The timeit() function remains the same.  Running Julia with the "-p 8" on the command line, the second call to timeit() took 233 seconds and allocated 303GB.  The huge allocation is my clue that something is really wrong here.  All my attempts at adding @inbounds created errors.

I should say that this benchmark is representative of a real problem that I am trying to solve.  My actual Python code takes 10 minutes to execute because n and reps are larger.  However, the types of the vectors match my actual code, and scaler changes with each rep.

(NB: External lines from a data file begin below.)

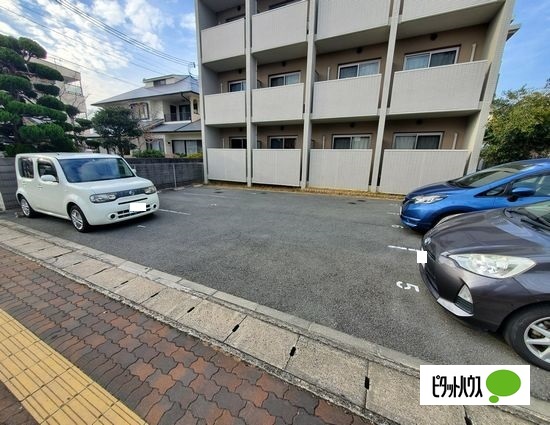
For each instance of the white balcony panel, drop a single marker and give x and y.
(338, 17)
(443, 88)
(272, 104)
(406, 169)
(279, 27)
(223, 41)
(347, 97)
(276, 166)
(415, 9)
(340, 168)
(225, 108)
(227, 164)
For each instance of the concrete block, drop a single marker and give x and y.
(212, 319)
(329, 368)
(86, 268)
(111, 278)
(264, 341)
(139, 289)
(172, 303)
(396, 396)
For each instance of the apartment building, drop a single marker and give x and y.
(381, 95)
(70, 89)
(168, 110)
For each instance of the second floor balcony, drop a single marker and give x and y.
(447, 88)
(346, 98)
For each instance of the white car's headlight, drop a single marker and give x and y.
(428, 199)
(103, 197)
(495, 266)
(149, 190)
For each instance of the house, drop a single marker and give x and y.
(351, 94)
(168, 110)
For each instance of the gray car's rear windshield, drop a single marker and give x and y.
(80, 170)
(490, 175)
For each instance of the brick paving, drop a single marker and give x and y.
(164, 375)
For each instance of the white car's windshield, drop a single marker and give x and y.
(79, 170)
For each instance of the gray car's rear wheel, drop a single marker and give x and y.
(528, 332)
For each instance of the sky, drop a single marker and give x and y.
(110, 66)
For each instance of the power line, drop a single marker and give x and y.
(71, 38)
(124, 37)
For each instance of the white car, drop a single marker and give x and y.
(88, 189)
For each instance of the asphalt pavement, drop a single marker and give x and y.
(339, 261)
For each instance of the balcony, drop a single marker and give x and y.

Please show me by example how to modify innerloop() to be faster than the single-threaded version.  My preference is for a fix with Julia 0.3.7, but I am also interested if someone provides Julia 0.4-pre code including a speed comparison with the single-threaded version on their machine.  If possible, I would like to avoid SharedArrays because (I believe) they can't be used with BLAS calls in other functions.
 

Kristoffer Carlsson 	

4/15/15


Not sure how valuable this post is but for fun I tried the new Yeppp.jl wrapper (https://github.com/JuliaLang/Yeppp.jl) and got it down from 15 to ~ 4 seconds without anything running in parallel. I didn't bother sending in the buffer arrays but instead just put them as consts outside the function

using Yeppp
const n = 10000000
const p = Array(Float64, n)
const p_cos = Array(Float64, n)
const p_sin = Array(Float64, n)


function innerloop(x_real::Array{Float64}, x_imag::Array{Float64},

                   y::Array{Complex{Float64}}, scaler::Float64)


   n = length(x_real)
   assert(length(y) == n)

   Yeppp.exp!(p, x_real)
   Yeppp.cos!(p_cos, x_imag)
   Yeppp.sin!(p_sin, x_imag)


   s = 0.0 + 0.0im

  @inbounds for i in 1:n
    s += y[i] * Complex(p[i] * scaler * p_cos[i], p[i] * scaler * p_sin[i])
  end
  return s
end


function timeit(n::Int, reps::Int)

   x_real = fill(0.0, n)
   x_imag = fill(-1.0, n)

   y = fill(0.0+1.0im, n)
   res = Array(Complex{Float64}, reps)

   for k in 1:reps
       scaler = convert(Float64, k)

       res[k] = innerloop(x_real, x_imag, y, scaler)
   end
end


timeit(100, 1)


@time timeit(n, 50)
- show quoted text -
 

SixString 	

4/15/15


@Kristoffer Carlsson , I do appreciate your help and your clever use of Yeppp, which is limited to reals.  I may be able to redesign my algorithm with all reals and get faster execution with Julia than with Python, which does not have a wrapper for Yeppp that I could find.  Doing so may also involve vectorized dot products with the BLAS library.  Since I am processing GB-sized vectors, this involves large temporary vectors, and I may not have enough RAM.  Also, it contradicts the advice I was given previously in this forum to write my loops in pure Julia for speed.  So I would still like to hear from forum members about how to get parallelized pure Julia code executing faster than single-threaded.  Maybe I have to wait for Julia v0.5 for this to manifest.
 

Viral Shah 	

4/16/15


Multi-threading in Julia is still some ways away. Basic thread safety should be in place soon after 0.4.

-viral

On Thursday, April 16, 2015 at 6:43:42 AM UTC+5:30, SixString wrote:
@Kristoffer Carlsson , I do appreciate your help and your clever use of Yeppp, which is limited to reals.  I may be able to redesign my algorithm with all reals and get faster execution with Julia than with Python, which does not have a wrapper for Yeppp that I could find.  Doing so may also involve vectorized dot products with the BLAS library.  Since I am processing GB-sized vectors, this involves large temporary vectors, and I may not have enough RAM.  Also, it contradicts the advice I was given previously in this forum to write my loops in pure Julia for speed.  So I would still like to hear from forum members about how to get parallelized pure Julia code executing faster than single-threaded.  Maybe I have to wait for Julia v0.5 for this to manifest.